任意整理後、残金を一括で繰り上げ返済してもOK?

任意整理をした後は借金返済の見通しが立ってほっとできますが、返すべき借入金が残っているのは紛れもない事実です。そんな苦しい立場から一時も早く逃れたいという場合に頭に浮かぶのが、残金の繰り上げ返済でしょう。繰り上げ返済は通常可能ですが、手続き後に行っても問題はないのでしょうか。

手続き後の残金一括繰り上げはOK

基本的に残金の返済方法はあらかじめ契約で決められていますが、その契約を変えて一括返済することには特に問題ありません。もちろん、そのことが原因で他人にばれるリスクもありませんし、反対に返済の精神的重圧から解放されて過ごしやすくなるかもしれません。

借金の残金一括繰り上げ返済は、貸金業者側にこそメリットがあります。そのため、逆に歓迎されるケースもあるほどで、これを業者が断ることはほぼないと考えてよさそうです。業者側としては、利息の付かない借金は早く回収したいものなのです。「臨時収入があった」など、状況の変化があれば、繰り上げ返済も考えてみると良いでしょう。

減額交渉成立後に一括返済を行うことは、消費者側にとってはあまりメリットがありません。和解契約では「将来の利息を0にする」という内容が含まれることが多く、特に早く返さなければ損をするということもないのです。ただし、借金によりあまりにも心労が大きい場合などには、そこから解放されるために一括返済をするというのも選択肢の一つです。

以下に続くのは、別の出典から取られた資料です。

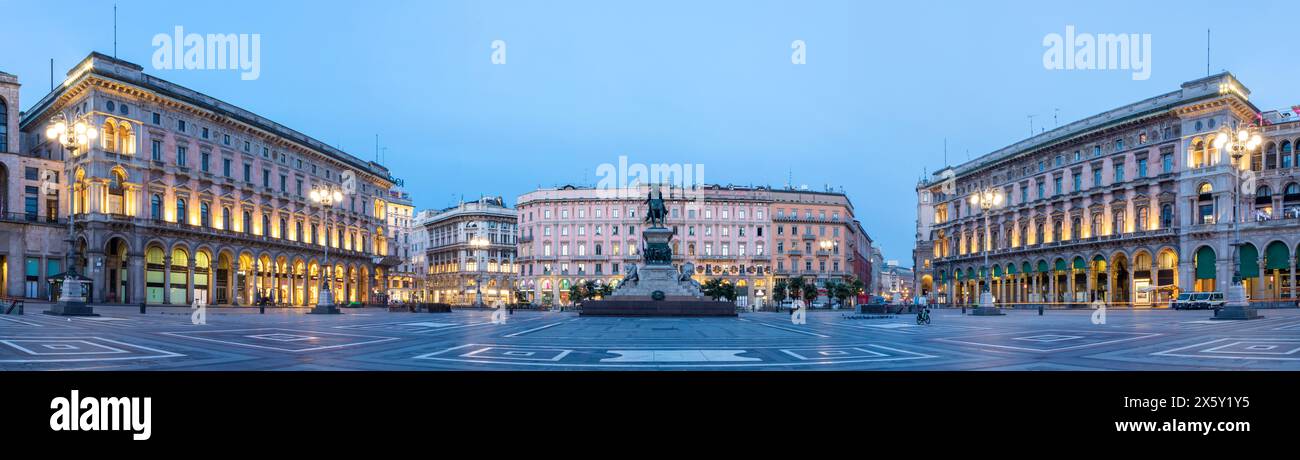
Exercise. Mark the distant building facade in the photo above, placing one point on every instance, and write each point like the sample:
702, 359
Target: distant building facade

一括返済を行う場合には、直接貸金業者とやり取りをするのは控えた方が良いでしょう。依頼した担当弁護士に連絡を入れて、先方とのやり取りは交渉時と同じように弁護士に一任します。余計なトラブルを防ぐためには面倒でも手間を惜しまないことが大切です。

任意整理は借金が残る債務整理方法なので、その後も不安な気持ちが残るのは仕方ありません。しかし、その一時的な気持ちや臨時収入等の余裕に任せて一括返済を行うのはあまりお勧めできません。一度、手続きを行ってしまうと、一定期間は新たな借り入れができないため、手元に現金を取っておくことも必要です。急にまとまったお金が必要な状況になった時、現金を調達する手段が限られていることも忘れないようにしましょう。

任意整理をした場合、その後は決められた条件で返済を続けていくことになります。交渉で決められた条件は守るべきものですが、一括繰り上げ返済を消費者側から申し出ることは別です。消費者側には特別メリットはありませんが問題はなく、業者側からは喜ばれることも多くなります。